Auckland has grown up and out in the past seven years.
The Census reveals unexpectedly dramatic growth in both the central city and around the urban fringe.
The standout surprise in the Auckland figures is an increase of 14,200 people (22.6 per cent) in the Waitemata local board area, which includes the central business district west to Herne Bay and east to Parnell.
Statistics NZ's last estimates, for the six years to June last year, forecast an increase of only 7.5 per cent in that area, indicating that the Census has picked up new apartments in both new buildings and former office buildings.
But the growth rate was even bigger, at 25.2 per cent in the Upper Harbour area, which extends from Albany to Greenhithe and Hobsonville on the city's northern fringe where the last official estimate pointed to growth of only 17.3 per cent.
Growth also exceeded forecasts in Hibiscus and Bays (9.7 per cent) in the north and in Franklin (11.5 per cent) in the south.
High growth was in line with projections in the other fringe areas of Rodney (11.2 per cent), Howick (12 per cent) and Papakura (9.8 per cent).
Even Great Barrier Island grew by 45 people (5 per cent), defying Statistics NZ's forecast of a decline.

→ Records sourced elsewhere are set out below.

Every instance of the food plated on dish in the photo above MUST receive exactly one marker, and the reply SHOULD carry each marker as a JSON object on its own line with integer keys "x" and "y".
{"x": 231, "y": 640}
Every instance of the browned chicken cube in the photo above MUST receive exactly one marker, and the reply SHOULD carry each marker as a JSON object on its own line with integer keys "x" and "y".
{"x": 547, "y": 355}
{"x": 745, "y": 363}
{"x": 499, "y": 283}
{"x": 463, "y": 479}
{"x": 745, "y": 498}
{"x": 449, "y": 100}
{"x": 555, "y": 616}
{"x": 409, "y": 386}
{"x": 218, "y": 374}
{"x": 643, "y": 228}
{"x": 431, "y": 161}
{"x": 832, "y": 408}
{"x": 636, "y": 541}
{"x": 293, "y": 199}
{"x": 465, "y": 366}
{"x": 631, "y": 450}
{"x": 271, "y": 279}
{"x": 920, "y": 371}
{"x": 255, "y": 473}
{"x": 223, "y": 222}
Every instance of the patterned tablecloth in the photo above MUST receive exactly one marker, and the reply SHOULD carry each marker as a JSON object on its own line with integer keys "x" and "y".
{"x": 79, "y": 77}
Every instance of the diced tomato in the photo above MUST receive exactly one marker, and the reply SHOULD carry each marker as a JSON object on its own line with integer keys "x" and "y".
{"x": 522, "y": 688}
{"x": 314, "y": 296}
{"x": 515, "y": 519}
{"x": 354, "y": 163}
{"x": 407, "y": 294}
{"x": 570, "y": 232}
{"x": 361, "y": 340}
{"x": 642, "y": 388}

But the population grew more slowly than expected in all the remaining 14 local board areas which are entirely within the new Auckland Plan's rural-urban boundary.
Overall, just over half (55.9 per cent) of the region's total population growth of 110,600 was in the local board areas - including Waitemata - entirely within the rural-urban boundary.
The other 44.1 per cent was in the outer board areas that straddle the boundary.
Auckland Council chief planning officer Dr Roger Blakeley said it was too early to revise the council's planning.
"There is a cyclical pattern occurring here. If you just take part of the cycle, you will not draw reliable conclusions," he said.